When HARLIE Was One
Cover of first trade edition
|Cover artist||Jacques Wyrs|
|Media type||Print (hardback & paperback)|
|Followed by||When Harlie Was One Release 2.0|
When HARLIE Was One is a 1972 science fiction novel by American writer David Gerrold. It was nominated for the Nebula Award for Best Novel in 1972 and the Hugo Award for Best Novel in 1973. The novel, a "fix-up" of previously published short stories, was published as an original paperback by Ballantine Books in 1972, with an accompanying Science Fiction Book Club release. A revised version, subtitled "Release 2.0", was published in 1988 by Bantam Books.
Central to the story is an artificial intelligence named H.A.R.L.I.E., also referred to by the proper name "HARLIE"—an acronym for Human Analog Replication, Lethetic Intelligence Engine (originally Human Analog Robot Life Input Equivalents).
HARLIE's story revolves around his relationship with David Auberson, the psychologist who is responsible for guiding HARLIE from childhood into adulthood. It is also the story of HARLIE's fight against being turned off, and the philosophical question whether or not HARLIE is human; for that matter, what it means to be human.

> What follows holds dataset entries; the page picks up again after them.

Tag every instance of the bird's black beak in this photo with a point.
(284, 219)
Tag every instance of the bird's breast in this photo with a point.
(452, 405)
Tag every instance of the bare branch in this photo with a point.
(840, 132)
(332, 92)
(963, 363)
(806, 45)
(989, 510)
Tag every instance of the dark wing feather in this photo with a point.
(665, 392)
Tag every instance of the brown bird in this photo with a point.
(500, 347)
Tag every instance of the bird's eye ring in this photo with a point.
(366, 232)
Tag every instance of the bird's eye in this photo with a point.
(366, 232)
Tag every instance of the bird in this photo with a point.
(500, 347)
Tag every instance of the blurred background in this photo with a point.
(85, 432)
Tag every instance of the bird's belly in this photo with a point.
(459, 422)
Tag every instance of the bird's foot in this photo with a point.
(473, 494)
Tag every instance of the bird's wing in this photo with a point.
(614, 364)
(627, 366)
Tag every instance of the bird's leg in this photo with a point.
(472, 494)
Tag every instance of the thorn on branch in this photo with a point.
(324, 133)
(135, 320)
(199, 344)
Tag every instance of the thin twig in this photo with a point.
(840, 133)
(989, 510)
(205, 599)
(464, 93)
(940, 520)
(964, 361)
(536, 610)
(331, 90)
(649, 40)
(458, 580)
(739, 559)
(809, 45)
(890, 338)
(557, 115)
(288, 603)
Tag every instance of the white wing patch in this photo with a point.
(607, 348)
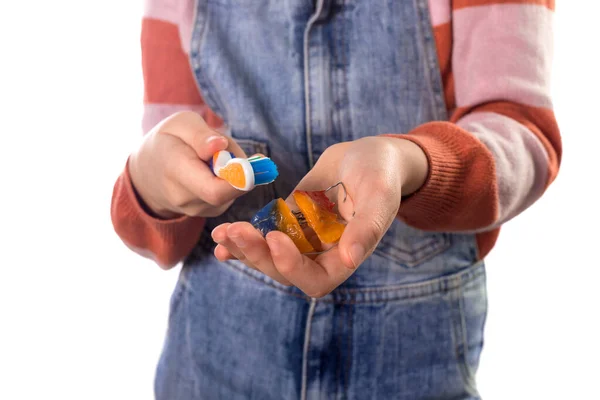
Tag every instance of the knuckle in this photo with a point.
(177, 199)
(215, 198)
(318, 293)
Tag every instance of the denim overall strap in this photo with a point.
(293, 77)
(290, 78)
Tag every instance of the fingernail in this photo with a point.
(357, 252)
(274, 246)
(238, 240)
(212, 235)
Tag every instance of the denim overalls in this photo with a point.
(290, 78)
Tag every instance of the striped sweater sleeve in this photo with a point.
(501, 148)
(169, 87)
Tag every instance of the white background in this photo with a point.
(82, 317)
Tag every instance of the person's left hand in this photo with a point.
(376, 172)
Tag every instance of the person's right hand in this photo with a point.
(170, 170)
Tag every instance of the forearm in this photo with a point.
(494, 158)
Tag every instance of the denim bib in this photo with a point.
(291, 78)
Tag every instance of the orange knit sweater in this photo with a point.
(495, 157)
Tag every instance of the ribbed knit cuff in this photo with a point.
(460, 169)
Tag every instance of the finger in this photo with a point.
(222, 254)
(196, 177)
(373, 213)
(220, 236)
(304, 273)
(255, 249)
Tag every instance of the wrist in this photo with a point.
(143, 199)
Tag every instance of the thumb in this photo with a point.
(373, 215)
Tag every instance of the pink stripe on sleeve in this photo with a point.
(177, 12)
(521, 162)
(440, 12)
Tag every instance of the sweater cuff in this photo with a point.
(461, 170)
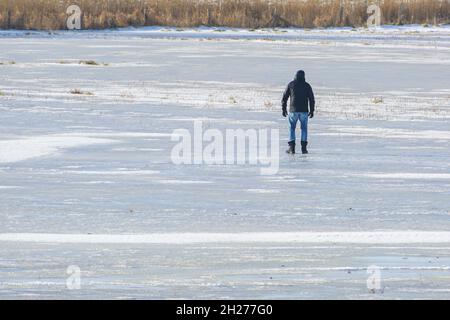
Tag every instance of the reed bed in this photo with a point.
(101, 14)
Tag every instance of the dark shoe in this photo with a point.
(291, 149)
(304, 144)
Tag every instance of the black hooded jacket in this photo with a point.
(300, 93)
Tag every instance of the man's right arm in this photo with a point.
(286, 95)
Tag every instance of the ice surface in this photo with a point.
(84, 176)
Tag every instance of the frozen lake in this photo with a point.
(87, 180)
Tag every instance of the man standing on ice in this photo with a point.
(301, 95)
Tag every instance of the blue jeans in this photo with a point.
(293, 118)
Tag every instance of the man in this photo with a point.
(301, 95)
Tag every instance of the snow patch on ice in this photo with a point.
(32, 147)
(382, 237)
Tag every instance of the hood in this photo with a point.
(300, 76)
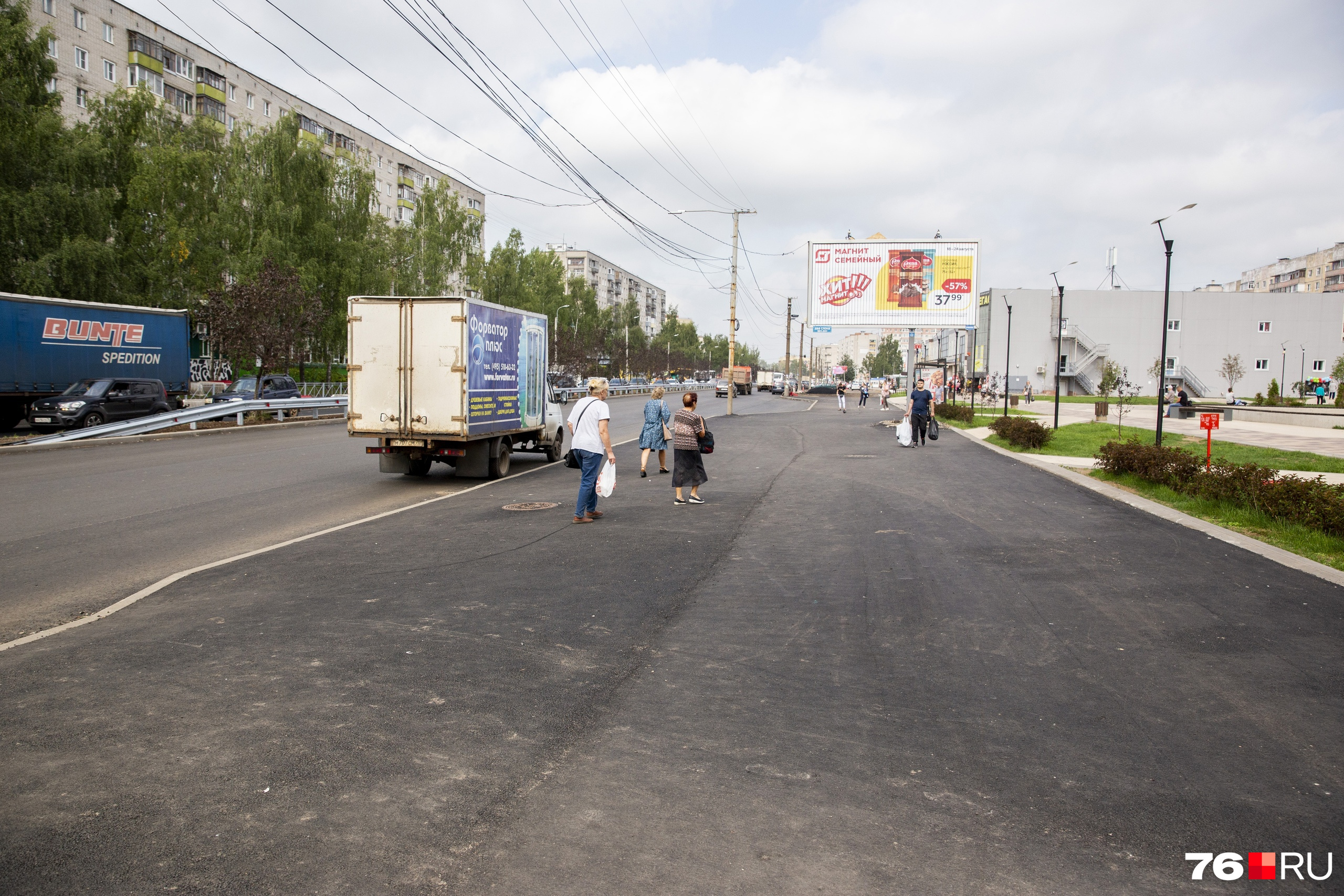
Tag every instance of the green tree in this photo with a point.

When HARLIE Was One contains one of the first fictional representations of a computer virus (preceded by Gregory Benford in 1970), and one of the first uses of the term "virus" to describe a program that infects another computer.
In other works
- The HARLIE intelligence engine appears in a number of Gerrold's other works, including the Star Wolf series, where it is routinely installed as the administrating AI of Terran warships.
- HARLIE also appears in The Dingilliad series, Jumping Off the Planet, Bouncing Off the Moon, and Leaping to the Stars.
- HARLIE shows up again in A Nest for Nightmares, the fifth book of The War Against the Chtorr.